To: JF Quinnelly who wrote (13020)8/23/2003 2:37:40 PM
From: TradeliteRead Replies (2) | Respond to of 306849
 
<<if Warren Buffett would simply sell his own house to himself in a circular transaction, the state would gladly give him a 2003 tax basis and he could pay a whole lot more in taxes to Orange County. He'd be happy, his admirers would be ecstatic, they could point to him as a political messiah>>

That's an amusing thought....sorta like the amusing thought published in yesterday's Investor's Business Daily, by a couple who retired and moved out of California to Olathe, Kansas. They point out in their letter to the editor that Buffett appears to be paying 2.88 percent property tax on his midwestern home vs. 2 percent on the CA home.

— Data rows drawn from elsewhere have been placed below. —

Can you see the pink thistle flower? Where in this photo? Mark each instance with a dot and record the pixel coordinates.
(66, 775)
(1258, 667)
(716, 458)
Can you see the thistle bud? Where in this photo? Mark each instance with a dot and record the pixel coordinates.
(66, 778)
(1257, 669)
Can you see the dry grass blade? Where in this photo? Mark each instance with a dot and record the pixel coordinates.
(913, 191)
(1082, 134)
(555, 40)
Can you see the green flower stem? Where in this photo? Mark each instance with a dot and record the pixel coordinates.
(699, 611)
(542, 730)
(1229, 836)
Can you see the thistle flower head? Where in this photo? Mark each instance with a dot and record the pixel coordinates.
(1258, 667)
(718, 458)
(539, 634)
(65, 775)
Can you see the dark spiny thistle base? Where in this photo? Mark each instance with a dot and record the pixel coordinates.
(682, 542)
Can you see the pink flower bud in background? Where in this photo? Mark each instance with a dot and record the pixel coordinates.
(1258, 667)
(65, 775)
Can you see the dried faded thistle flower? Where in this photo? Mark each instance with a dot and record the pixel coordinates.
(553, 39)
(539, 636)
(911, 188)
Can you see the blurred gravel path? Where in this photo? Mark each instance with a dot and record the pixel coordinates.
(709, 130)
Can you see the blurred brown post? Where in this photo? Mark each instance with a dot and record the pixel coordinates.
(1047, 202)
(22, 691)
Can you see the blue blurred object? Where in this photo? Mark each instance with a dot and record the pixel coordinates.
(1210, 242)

They say they supported Prop 13 when it was passed and are "delighted" that it has met the goal of preventing the state from taxing elderly people out of their homes--but acknowledge it might have had some "unintended beneficiaries such as Buffett."

They further suggest that Buffett stay out of California matters and instead start a tax revolt in his home state and then spread it around the country.

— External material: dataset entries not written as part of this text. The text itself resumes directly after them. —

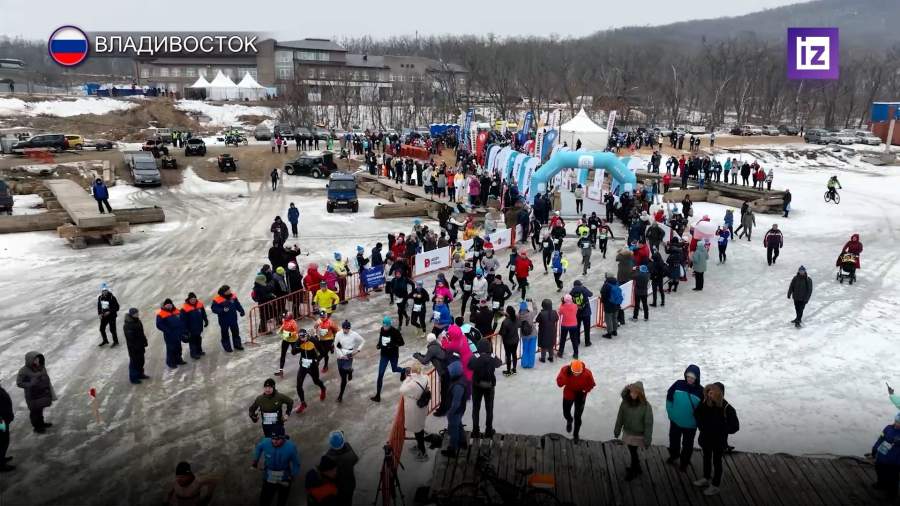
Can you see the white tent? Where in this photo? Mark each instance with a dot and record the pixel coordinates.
(248, 88)
(593, 136)
(201, 83)
(222, 88)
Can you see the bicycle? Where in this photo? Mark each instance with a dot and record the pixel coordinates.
(488, 489)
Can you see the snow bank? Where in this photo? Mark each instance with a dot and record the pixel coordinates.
(223, 115)
(62, 108)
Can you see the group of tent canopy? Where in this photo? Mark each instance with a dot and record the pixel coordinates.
(223, 88)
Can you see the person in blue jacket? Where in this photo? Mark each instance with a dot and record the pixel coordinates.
(169, 322)
(294, 218)
(886, 453)
(682, 399)
(227, 307)
(459, 395)
(193, 315)
(281, 464)
(101, 195)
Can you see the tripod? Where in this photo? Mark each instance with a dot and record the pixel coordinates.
(389, 491)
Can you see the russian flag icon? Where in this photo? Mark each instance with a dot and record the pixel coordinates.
(68, 46)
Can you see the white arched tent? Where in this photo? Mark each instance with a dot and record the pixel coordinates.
(249, 89)
(222, 88)
(593, 136)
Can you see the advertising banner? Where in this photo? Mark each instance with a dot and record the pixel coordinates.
(373, 277)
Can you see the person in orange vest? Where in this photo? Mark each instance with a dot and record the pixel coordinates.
(193, 316)
(576, 380)
(169, 322)
(227, 307)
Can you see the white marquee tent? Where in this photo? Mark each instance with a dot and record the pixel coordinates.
(222, 88)
(593, 136)
(248, 88)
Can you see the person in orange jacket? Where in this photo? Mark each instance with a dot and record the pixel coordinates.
(576, 381)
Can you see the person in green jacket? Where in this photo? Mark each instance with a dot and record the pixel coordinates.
(269, 405)
(636, 418)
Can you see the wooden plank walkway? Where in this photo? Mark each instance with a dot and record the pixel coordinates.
(591, 473)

THEN he would become a hero, wouldn't he?

Yesterday's editorial section of IBD also contained a thought-provoking piece by a member of the Cato Institute, who mentioned that he and many like him got a nice almost-free education at prestigious CA universities (courtesy of taxpayers), but then left the state to avoid paying high taxes.

He points out that lots of people whined when certain CA universities raised tuition for the first time in 8 years, and how business-unfriendly the state has become.

Another letter to the editor in yesterday's IBD dealt with exporting tech jobs to India.

A good issue of the paper, worth reading by anyone sincerely interested in the CA political and economic scene.